Certifiable Distributional Robustness with Principled Adversarial Training, a paper accepted for ICLR 2018, is a collaborative effort of Aman Sinha, Hongseok Namkoong, and John Duchi. In this paper, the authors state the vulnerability of neural networks to adversarial examples and further take the perspective of a distributionally robust optimization which guarantees performance under adversarial input perturbations.
Certifiable Distributional Robustness with Applying Principled Adversarial Training
What problem is the paper trying to solve?
Recent works have shown that neural networks are vulnerable to adversarial examples; seemingly imperceptible perturbations to data can lead to misbehavior of the model, such as misclassifications of the output. Many researchers proposed adversarial attack and defense mechanisms to counter these vulnerabilities. While these works provide an initial foundation for adversarial training, there are no guarantees on whether proposed white-box attacks can find the most adversarial perturbation and whether there is a class of attacks such defenses can successfully prevent. On the other hand, verification of deep networks using SMT (satisfiability modulo theories) solvers provides formal guarantees on robustness but is NP-hard in general. This approach requires prohibitive computational expense even on small networks.

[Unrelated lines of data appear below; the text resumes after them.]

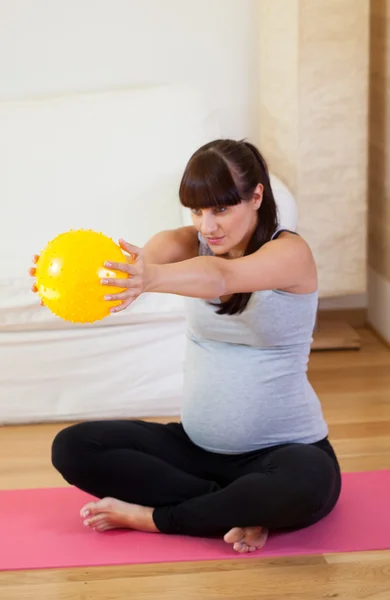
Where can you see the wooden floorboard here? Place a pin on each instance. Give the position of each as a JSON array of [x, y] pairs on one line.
[[354, 387]]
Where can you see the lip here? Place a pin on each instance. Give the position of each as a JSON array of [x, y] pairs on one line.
[[215, 241]]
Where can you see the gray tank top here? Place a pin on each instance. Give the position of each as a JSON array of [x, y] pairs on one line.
[[245, 375]]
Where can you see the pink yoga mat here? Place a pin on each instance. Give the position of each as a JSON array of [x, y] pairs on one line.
[[42, 529]]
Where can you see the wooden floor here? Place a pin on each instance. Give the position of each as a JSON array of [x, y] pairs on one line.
[[354, 387]]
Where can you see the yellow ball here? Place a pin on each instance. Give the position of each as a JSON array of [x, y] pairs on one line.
[[69, 273]]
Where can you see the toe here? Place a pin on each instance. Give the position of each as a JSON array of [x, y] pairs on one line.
[[94, 521], [234, 535], [240, 547], [87, 510]]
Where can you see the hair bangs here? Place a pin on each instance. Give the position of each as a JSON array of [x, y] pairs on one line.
[[208, 183]]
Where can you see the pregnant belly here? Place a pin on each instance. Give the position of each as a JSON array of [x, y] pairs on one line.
[[243, 399]]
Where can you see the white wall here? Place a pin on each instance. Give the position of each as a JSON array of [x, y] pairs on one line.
[[57, 46]]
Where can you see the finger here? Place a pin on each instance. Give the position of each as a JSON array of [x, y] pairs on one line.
[[122, 306], [123, 267], [129, 248], [122, 283], [122, 296]]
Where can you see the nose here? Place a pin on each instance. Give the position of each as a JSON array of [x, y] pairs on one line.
[[208, 223]]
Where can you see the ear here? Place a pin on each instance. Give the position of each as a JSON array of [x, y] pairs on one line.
[[258, 196]]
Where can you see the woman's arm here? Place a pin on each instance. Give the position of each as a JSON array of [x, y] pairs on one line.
[[285, 263], [171, 246]]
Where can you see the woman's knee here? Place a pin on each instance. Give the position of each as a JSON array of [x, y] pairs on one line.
[[313, 476], [67, 449]]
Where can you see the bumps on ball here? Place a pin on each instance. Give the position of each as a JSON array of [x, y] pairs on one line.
[[69, 273]]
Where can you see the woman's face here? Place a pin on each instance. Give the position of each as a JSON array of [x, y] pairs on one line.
[[227, 230]]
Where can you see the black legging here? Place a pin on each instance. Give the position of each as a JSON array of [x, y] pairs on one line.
[[195, 492]]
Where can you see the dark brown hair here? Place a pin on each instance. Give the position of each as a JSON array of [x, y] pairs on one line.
[[224, 173]]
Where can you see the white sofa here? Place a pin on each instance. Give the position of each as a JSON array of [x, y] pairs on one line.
[[110, 162]]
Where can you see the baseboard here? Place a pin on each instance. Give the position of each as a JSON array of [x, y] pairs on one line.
[[355, 317], [379, 305]]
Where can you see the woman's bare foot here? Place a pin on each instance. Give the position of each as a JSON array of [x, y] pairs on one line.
[[247, 539], [110, 513]]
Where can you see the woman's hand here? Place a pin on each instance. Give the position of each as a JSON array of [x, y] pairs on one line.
[[134, 285], [32, 271]]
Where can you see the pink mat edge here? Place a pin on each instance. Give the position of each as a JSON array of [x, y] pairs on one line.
[[212, 553]]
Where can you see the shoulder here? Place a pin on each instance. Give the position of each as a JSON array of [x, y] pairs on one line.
[[293, 251]]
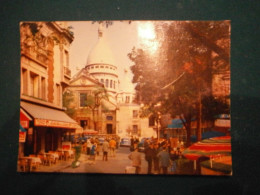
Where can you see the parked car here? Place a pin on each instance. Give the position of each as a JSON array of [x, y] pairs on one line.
[[125, 142]]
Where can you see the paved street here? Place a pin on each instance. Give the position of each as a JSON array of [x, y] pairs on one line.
[[114, 165]]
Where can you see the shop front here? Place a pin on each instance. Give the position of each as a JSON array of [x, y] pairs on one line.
[[46, 129]]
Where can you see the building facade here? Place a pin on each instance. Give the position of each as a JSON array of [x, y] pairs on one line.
[[45, 73], [116, 113]]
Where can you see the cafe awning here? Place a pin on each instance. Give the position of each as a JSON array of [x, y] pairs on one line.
[[49, 117], [24, 119]]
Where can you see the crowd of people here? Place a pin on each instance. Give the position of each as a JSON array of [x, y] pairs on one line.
[[161, 155]]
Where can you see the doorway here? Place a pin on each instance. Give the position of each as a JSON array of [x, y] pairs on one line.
[[109, 128]]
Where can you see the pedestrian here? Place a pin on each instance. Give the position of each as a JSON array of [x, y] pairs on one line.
[[112, 146], [164, 159], [174, 157], [105, 148], [132, 144], [149, 154], [135, 156], [98, 146], [93, 152]]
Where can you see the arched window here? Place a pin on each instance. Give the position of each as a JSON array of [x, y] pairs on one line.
[[111, 84], [106, 82]]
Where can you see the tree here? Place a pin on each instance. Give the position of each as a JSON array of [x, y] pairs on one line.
[[183, 67]]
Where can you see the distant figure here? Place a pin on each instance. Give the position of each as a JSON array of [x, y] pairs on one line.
[[132, 144], [156, 158], [93, 152], [105, 149], [164, 159], [135, 156]]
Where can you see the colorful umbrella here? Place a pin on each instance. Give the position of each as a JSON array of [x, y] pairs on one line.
[[213, 147]]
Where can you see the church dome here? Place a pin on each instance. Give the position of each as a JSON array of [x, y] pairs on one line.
[[101, 53]]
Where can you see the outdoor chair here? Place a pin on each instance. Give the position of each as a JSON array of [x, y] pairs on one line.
[[23, 164]]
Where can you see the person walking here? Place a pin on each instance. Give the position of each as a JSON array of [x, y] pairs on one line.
[[105, 148], [149, 154], [112, 146], [93, 152], [89, 145], [135, 156], [164, 159], [156, 158]]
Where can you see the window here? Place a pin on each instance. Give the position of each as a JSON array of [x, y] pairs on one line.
[[109, 118], [84, 124], [106, 82], [58, 94], [24, 81], [135, 113], [66, 58], [135, 129], [43, 88], [151, 121], [111, 84], [83, 99], [34, 85], [127, 99]]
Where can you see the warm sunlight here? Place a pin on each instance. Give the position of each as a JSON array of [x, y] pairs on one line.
[[147, 36]]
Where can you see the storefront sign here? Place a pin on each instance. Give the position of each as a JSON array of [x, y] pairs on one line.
[[25, 124], [22, 136], [59, 124]]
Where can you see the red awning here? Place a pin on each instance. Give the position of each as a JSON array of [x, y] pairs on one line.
[[209, 147], [24, 119]]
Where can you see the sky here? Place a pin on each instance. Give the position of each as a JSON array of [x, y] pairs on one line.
[[121, 37]]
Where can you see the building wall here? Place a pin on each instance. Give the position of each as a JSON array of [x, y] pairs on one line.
[[42, 77]]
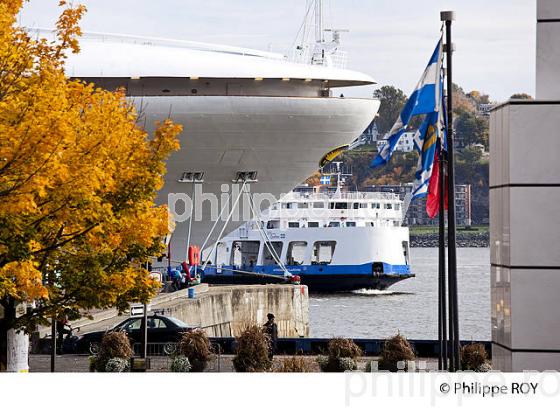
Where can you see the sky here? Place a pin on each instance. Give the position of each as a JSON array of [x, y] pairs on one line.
[[391, 40]]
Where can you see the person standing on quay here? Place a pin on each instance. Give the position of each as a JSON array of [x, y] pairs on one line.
[[271, 329]]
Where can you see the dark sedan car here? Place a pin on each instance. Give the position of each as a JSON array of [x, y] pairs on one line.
[[162, 330]]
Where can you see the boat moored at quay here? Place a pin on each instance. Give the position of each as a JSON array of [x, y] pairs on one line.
[[342, 241]]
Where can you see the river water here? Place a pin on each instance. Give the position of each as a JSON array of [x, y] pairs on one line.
[[411, 305]]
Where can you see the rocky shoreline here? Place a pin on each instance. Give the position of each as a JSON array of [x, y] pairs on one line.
[[465, 239]]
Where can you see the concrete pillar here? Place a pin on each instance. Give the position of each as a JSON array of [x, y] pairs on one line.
[[525, 214], [548, 49], [525, 235]]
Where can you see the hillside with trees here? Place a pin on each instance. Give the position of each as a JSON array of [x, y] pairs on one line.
[[471, 125]]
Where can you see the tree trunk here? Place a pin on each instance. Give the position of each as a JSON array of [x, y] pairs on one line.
[[15, 349], [18, 351], [3, 339]]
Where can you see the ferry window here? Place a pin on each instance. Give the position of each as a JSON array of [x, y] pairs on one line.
[[276, 248], [222, 254], [405, 252], [273, 225], [296, 253], [323, 252], [245, 253]]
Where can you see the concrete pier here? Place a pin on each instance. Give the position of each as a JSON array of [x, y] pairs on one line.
[[223, 311]]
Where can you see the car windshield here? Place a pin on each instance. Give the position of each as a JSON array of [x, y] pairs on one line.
[[178, 322]]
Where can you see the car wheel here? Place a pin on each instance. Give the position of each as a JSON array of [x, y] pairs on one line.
[[93, 348], [169, 348]]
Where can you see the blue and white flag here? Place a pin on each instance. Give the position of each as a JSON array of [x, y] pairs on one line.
[[424, 100], [429, 135]]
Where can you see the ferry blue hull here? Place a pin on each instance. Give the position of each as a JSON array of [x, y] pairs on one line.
[[318, 278]]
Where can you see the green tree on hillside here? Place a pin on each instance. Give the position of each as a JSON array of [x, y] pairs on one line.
[[392, 101]]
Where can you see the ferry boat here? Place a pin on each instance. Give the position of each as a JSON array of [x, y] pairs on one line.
[[341, 241]]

The authors take the perspective of distributionally robust optimization and provide an adversarial training procedure with provable guarantees on its computational and statistical performance.
Paper summary
This paper proposes a principled methodology to induce distributional robustness in trained neural nets with the purpose of mitigating the impact of adversarial examples.

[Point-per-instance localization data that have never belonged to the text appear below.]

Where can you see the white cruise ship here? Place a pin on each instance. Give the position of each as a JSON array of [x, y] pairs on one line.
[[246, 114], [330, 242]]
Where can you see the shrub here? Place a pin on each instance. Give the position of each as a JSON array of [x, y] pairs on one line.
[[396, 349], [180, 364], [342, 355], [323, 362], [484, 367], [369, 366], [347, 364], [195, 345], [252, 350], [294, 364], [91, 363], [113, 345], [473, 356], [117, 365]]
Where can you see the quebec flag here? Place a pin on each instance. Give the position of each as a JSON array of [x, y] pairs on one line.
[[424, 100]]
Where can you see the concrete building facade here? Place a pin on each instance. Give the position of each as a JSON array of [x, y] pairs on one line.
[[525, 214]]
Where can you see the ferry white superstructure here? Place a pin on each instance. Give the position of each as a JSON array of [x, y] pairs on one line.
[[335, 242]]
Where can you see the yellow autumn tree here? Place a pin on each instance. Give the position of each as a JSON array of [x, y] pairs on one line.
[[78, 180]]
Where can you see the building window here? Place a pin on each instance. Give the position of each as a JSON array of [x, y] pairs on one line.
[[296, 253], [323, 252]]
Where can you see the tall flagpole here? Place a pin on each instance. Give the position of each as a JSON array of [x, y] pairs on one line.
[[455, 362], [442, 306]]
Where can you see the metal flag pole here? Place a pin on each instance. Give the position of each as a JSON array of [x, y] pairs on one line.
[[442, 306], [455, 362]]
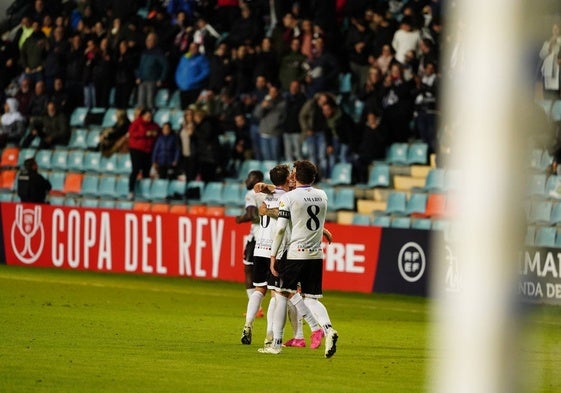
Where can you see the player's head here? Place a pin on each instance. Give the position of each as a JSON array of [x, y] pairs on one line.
[[253, 177], [279, 174], [305, 172]]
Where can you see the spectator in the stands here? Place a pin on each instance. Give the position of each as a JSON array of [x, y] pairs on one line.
[[166, 153], [125, 63], [291, 66], [33, 53], [39, 100], [191, 75], [51, 129], [292, 132], [13, 123], [143, 133], [151, 72]]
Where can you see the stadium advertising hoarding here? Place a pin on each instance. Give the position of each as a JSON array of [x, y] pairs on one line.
[[167, 244]]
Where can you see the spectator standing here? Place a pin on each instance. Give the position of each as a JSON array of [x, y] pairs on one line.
[[52, 129], [271, 114], [13, 123], [125, 64], [191, 75], [32, 186], [143, 133], [151, 72], [292, 66], [166, 153], [292, 135]]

The idea is to train the model to perform well not only with respect to the unknown population distribution, but to perform well on the worst-case distribution in a Wasserstein ball around the population distribution. In particular, the authors adopt the Wasserstein distance to define the ambiguity sets. This allows them to use strong duality results from the literature on distributionally robust optimization and express the empirical minimax problem as a regularized ERM (empirical risk minimization) with a different cost.
Key takeaways
- The paper provides a method for efficiently guaranteeing distributional robustness with a simple form of adversarial data perturbation.

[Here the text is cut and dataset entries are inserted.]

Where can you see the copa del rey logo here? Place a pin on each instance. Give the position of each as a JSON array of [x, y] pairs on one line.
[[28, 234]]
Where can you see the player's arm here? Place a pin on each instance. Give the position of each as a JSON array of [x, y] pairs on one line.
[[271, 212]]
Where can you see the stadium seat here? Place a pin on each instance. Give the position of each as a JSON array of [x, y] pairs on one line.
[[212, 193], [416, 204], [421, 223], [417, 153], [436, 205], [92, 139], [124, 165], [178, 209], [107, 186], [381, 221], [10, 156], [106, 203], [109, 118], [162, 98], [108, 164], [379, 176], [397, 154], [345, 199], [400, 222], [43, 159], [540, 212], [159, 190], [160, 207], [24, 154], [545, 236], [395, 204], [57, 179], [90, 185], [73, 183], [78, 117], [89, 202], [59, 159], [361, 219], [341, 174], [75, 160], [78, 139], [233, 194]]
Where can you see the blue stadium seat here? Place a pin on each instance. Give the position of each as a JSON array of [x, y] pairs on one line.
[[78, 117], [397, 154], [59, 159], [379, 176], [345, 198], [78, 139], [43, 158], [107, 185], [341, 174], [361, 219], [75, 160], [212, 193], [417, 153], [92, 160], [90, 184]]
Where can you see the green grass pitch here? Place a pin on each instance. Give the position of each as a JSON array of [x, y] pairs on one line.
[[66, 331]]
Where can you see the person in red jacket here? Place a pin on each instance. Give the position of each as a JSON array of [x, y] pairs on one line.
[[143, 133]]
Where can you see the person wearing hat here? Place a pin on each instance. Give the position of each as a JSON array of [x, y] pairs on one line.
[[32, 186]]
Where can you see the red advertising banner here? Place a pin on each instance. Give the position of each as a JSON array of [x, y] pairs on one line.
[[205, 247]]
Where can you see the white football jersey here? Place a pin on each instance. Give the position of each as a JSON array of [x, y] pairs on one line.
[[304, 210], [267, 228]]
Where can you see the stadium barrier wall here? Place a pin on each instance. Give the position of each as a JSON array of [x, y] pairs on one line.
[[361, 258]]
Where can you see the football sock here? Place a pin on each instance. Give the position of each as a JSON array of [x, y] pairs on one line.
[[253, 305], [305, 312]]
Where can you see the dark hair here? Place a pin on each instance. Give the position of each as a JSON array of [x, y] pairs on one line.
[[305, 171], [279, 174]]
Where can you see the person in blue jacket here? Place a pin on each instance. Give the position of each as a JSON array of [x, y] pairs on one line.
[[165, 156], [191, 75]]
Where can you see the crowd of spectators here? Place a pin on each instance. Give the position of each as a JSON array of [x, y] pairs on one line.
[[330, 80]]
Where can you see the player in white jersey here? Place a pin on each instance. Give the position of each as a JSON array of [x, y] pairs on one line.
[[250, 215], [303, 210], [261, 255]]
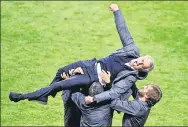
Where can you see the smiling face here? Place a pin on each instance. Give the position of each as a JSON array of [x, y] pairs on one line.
[[151, 94], [141, 63], [144, 90]]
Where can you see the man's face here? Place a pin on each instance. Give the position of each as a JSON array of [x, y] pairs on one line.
[[141, 63], [142, 91]]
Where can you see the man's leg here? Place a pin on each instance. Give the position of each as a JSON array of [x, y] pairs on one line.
[[74, 81]]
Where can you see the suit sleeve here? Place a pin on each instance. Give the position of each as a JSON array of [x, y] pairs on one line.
[[134, 91], [128, 107], [122, 29], [78, 99], [117, 89]]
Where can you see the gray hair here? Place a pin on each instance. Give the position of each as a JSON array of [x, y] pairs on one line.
[[151, 64]]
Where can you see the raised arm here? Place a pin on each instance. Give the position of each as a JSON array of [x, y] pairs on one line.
[[121, 26]]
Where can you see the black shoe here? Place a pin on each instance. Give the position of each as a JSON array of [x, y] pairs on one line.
[[41, 100], [15, 96]]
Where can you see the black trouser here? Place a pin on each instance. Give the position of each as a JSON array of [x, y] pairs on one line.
[[71, 112], [74, 81]]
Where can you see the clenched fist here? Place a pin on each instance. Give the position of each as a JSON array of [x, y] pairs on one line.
[[113, 7]]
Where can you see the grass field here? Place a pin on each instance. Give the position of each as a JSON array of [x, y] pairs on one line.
[[39, 37]]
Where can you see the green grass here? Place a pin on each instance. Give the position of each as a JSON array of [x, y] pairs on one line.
[[39, 37]]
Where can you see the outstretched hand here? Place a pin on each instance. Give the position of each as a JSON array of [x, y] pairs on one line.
[[114, 7]]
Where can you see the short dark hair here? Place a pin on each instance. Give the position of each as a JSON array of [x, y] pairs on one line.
[[95, 89], [154, 95]]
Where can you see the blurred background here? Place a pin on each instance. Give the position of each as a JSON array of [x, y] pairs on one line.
[[38, 37]]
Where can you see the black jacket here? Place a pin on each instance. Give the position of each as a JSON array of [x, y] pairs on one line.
[[98, 115]]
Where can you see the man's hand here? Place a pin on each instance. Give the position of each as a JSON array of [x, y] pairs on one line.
[[64, 76], [105, 76], [113, 7], [88, 99], [78, 70]]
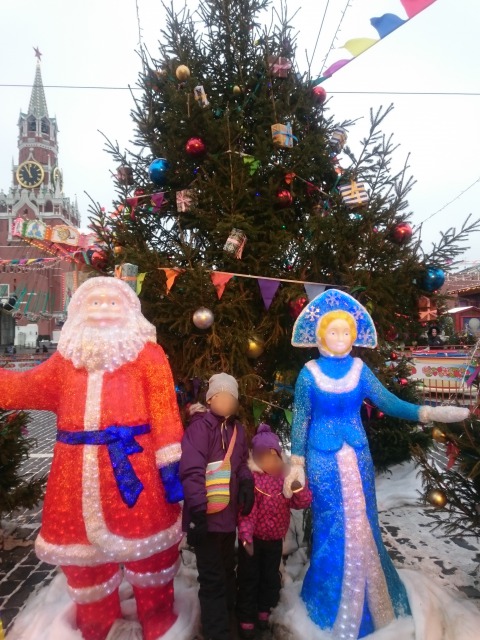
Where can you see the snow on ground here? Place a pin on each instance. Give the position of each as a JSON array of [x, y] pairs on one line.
[[435, 570]]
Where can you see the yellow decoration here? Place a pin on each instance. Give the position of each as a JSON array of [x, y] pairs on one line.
[[438, 435], [437, 498], [356, 46], [255, 347], [182, 72]]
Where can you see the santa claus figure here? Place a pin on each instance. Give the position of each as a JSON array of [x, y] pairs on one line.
[[109, 509]]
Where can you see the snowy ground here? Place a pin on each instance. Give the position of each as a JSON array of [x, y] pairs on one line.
[[439, 574]]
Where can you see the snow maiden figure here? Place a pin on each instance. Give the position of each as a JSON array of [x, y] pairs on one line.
[[351, 587]]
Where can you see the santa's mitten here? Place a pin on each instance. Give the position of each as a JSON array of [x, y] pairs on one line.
[[171, 482], [443, 414], [296, 474]]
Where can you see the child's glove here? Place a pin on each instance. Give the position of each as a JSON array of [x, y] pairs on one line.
[[246, 496], [171, 482], [248, 546], [198, 529], [443, 414], [296, 474]]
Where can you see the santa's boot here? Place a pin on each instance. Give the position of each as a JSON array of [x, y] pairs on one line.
[[155, 610], [95, 592]]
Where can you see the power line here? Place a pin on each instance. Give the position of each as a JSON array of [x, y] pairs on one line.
[[377, 93], [451, 201]]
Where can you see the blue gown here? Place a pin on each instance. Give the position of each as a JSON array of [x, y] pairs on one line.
[[351, 587]]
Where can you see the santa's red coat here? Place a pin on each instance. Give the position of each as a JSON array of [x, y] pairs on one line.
[[85, 521]]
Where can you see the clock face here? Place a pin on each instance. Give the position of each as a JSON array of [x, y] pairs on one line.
[[30, 174]]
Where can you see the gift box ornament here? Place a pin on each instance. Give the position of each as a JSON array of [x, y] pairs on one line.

- The method values strong statistical guarantees and fast optimization rates for a large class of problems.
- Empirical evaluations indicate that the proposed methods are in fact robust to perturbations in the data, and they outperform less-principled adversarial training techniques.
- The major benefit of this approach is its simplicity and wide applicability across many models and machine-learning scenarios.
Reviewer comments summary
Overall Score: 27/30
Average Score: 9
The reviewers have strongly accepted this paper and have stated that it is of a great quality and originality. They said that this paper is an interesting attempt, but some of the key claims seem to be inaccurate and miss comparison to proper baselines.
Another reviewer said, the paper applies recently developed ideas in the literature of robust optimization, in particular distributionally robust optimization with Wasserstein metric, and showed that under this framework for smooth loss functions when not too much robustness is requested, then the resulting optimization problem is of the same difficulty level as the original one (where the adversarial attack is not concerned).
The paper has also received some criticisms but at the end of all it is majorly liked by many of the reviewers.